More than that, like an abandoned mine, the book stands as a monument to what was already known about the global credit expansion and the strains in the financial system before the halving of equity market prices from the early 2000 peaks. Most importantly, and sad to say, this equity market trauma foreshadows even more disastrous results of the financial folly that has reached proportions unimaginable in the summer of 1998. And so, the primary function of the book — “as a timely warning of the perils that lie ahead” — remains valid.

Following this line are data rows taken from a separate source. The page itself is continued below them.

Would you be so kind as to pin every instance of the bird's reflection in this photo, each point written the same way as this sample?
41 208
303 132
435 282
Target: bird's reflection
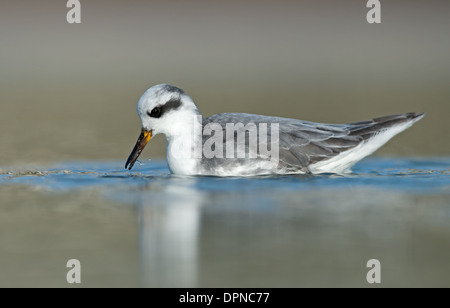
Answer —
169 223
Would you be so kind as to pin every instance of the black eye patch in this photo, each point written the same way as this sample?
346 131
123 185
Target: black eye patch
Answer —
160 110
155 113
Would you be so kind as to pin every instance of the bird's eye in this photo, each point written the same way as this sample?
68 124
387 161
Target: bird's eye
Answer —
155 113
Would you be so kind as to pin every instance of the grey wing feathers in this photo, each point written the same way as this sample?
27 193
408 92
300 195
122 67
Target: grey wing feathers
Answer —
302 143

Debt and Delusion exposes serious flaws in the development of the global financial system starting in the early 1990s, singling out the world’s largest central banks for special criticism. Their negligent oversight has permitted an explosion of corporate and household credit that has fueled a succession of false markets in stocks, bonds, and property. Alarmed by the monster so created, the U.S. Federal Reserve has spent much of the past five years staving off the evil day when foolish lending turns into bad debt.

Far from being the architects of economic stability and low inflation, the world’s central bankers have ushered in a new era of financial fragility and latent instability. Innovations in the use of derivatives, structured products, and other complex financial instruments have been applauded by the central banks on narrow technical criteria. But these supposed bastions of conservatism have failed to comprehend the wider implications for financial stability.

From poorly documented home loans to sub-prime auto loans to subordinated corporate debt and junk bonds, permanently easy access to credit has compromised economic management in the U.S., U.K., and other English-speaking nations and has fostered an illusion of prosperity and well being.

Lamentably, this staggering collective flight from reason has been endorsed by the economics establishment.

The failure of many of the finest economic minds to engage with the rapid evolution of our financial structures and institutions has led to a superficial assessment of this unprecedented credit experiment. Only now, as various credit markets face the inevitable tests of higher interest rates and the realistic pricing of credit risks, is the threat of a pandemic of debt-related distress beginning to be taken seriously. Government budgets, already strained by the weight of social support, have limited scope to respond.

In short, tougher economic times lie ahead, when personal debts will hang more onerously than for 75 years. Debt and Delusion recommends a hasty! reappraisal of the debt requirements of corporations and households alike.